In which data segment is the C string stored? - c

I'm wondering what's the difference between char s[] = "hello" and char *s = "hello".
After reading this and this, I'm still not very clear on this question.
As I know, there are five data segments in memory, Text, BSS, Data, Stack and Heap.
From my understanding,
in case of char s[] = "hello":
"hello" is in Text.
s is in Data if it is a global variable or in Stack if it is a local variable.
We also have a copy of "hello" where the s is stored, so we can modify the value of this string via s.
in case of char *s = "hello":
"hello" is in Text.
s is in Data if it is a global variable or in Stack if it is a local variable.
s just points to "hello" in Text and we don't have a copy of it, therefore modifying the value of string via this pointer should cause "Segmentation Fault".
Am I right?

You are right that "hello" for the first case is mutable and for the second case is immutable string. And they are kept in read-only memory before initialization.
In the first case the mutable memory is initialized/copied from immutable string.
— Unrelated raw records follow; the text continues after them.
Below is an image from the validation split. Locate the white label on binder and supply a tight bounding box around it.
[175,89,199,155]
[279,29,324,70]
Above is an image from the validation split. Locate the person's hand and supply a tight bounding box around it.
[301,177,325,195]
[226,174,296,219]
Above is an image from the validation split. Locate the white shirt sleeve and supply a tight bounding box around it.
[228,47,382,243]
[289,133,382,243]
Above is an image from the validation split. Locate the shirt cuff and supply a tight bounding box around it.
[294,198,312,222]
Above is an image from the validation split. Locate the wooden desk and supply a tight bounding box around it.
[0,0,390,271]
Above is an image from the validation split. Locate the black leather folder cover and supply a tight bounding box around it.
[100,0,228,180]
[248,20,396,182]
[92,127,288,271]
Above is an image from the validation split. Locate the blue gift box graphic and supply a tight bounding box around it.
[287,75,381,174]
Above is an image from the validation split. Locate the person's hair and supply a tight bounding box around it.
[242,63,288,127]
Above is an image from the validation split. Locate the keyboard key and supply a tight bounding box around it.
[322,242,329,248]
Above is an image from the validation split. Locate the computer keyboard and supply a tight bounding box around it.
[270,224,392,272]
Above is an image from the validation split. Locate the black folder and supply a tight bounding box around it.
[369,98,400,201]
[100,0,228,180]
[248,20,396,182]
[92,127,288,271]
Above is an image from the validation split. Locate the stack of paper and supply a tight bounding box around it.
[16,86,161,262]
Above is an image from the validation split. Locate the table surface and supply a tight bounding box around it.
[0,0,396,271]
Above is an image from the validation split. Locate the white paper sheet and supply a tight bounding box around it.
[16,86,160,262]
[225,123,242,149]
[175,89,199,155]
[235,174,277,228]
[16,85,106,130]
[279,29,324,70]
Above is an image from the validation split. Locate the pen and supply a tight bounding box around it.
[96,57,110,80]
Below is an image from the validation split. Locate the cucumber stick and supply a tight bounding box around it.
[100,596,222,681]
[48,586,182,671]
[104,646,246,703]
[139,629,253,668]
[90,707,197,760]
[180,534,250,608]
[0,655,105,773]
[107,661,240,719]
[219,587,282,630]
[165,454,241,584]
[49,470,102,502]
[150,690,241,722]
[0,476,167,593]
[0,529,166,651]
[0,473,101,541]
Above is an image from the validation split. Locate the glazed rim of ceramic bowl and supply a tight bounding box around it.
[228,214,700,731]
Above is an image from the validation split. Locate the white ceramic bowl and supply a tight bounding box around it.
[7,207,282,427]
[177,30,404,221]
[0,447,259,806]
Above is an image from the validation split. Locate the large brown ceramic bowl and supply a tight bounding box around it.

In the second case the pointer refers to immutable string.
For first case wikipedia says,
The values for these variables are initially stored within the
read-only memory (typically within .text) and are copied into the
.data segment during the start-up routine of the program.
Let us examine segment.c file.
char*s = "hello"; // string
char sar[] = "hello"; // string array
char content[32];
int main(int argc, char*argv[]) {
char psar[] = "parhello"; // local/private string array
char*ps = "phello"; // private string
content[0] = 1;
sar[3] = 1; // OK
// sar++; // not allowed
// s[2] = 1; // segmentation fault
s = sar;
s[2] = 1; // OK
psar[3] = 1; // OK
// ps[2] = 1; // segmentation fault
ps = psar;
ps[2] = 1; // OK
return 0;
}
Here is the assembly generated for segment.c file. Note that both s and sar is in global aka .data segment. It seems sar is const pointer to a mutable initialized memory or not pointer at all(practically it is an array). And eventually it has an implication that sizeof(sar) = 6 is different to sizeof(s) = 8. There are "hello" and "phello" in readonly(.rodata) section and effectively immutable.
.file "segment.c"
.globl s
.section .rodata
.LC0:
.string "hello"
.data
.align 8
.type s, #object
.size s, 8
s:
.quad .LC0
.globl sar
.type sar, #object
.size sar, 6
sar:
.string "hello"
.comm content,32,32
.section .rodata
.LC1:
.string "phello"
.text
.globl main
.type main, #function
main:
.LFB0:
.cfi_startproc
pushq %rbp
.cfi_def_cfa_offset 16
.cfi_offset 6, -16
movq %rsp, %rbp
.cfi_def_cfa_register 6
subq $64, %rsp
movl %edi, -52(%rbp)
movq %rsi, -64(%rbp)
movq %fs:40, %rax
movq %rax, -8(%rbp)
xorl %eax, %eax
movl $1752326512, -32(%rbp)
movl $1869376613, -28(%rbp)
movb $0, -24(%rbp)
movq $.LC1, -40(%rbp)
movb $1, content(%rip)
movb $1, sar+3(%rip)
movq $sar, s(%rip)
movq s(%rip), %rax
addq $2, %rax
movb $1, (%rax)
movb $1, -29(%rbp)
leaq -32(%rbp), %rax
movq %rax, -40(%rbp)
movq -40(%rbp), %rax
addq $2, %rax
movb $1, (%rax)
movl $0, %eax
movq -8(%rbp), %rdx
xorq %fs:40, %rdx
je .L2
call __stack_chk_fail
.L2:
leave
.cfi_def_cfa 7, 8
ret
.cfi_endproc
.LFE0:
.size main, .-main
.ident "GCC: (Ubuntu/Linaro 4.6.3-1ubuntu5) 4.6.3"
.section .note.GNU-stack,"",#progbits
Again for local variable in main, the compiler does not bother to create a name. And it may keep it in register or in stack memory.
Note that local variable value "parhello" is optimized into 1752326512 and 1869376613 numbers. I discovered it by changing the value of "parhello" to "parhellp". The diff of the assembly output is as follows,
39c39
< movl $1886153829, -28(%rbp)
---
> movl $1869376613, -28(%rbp)
So there is no separate immutable store for psar . It is turned into integers in the code segment.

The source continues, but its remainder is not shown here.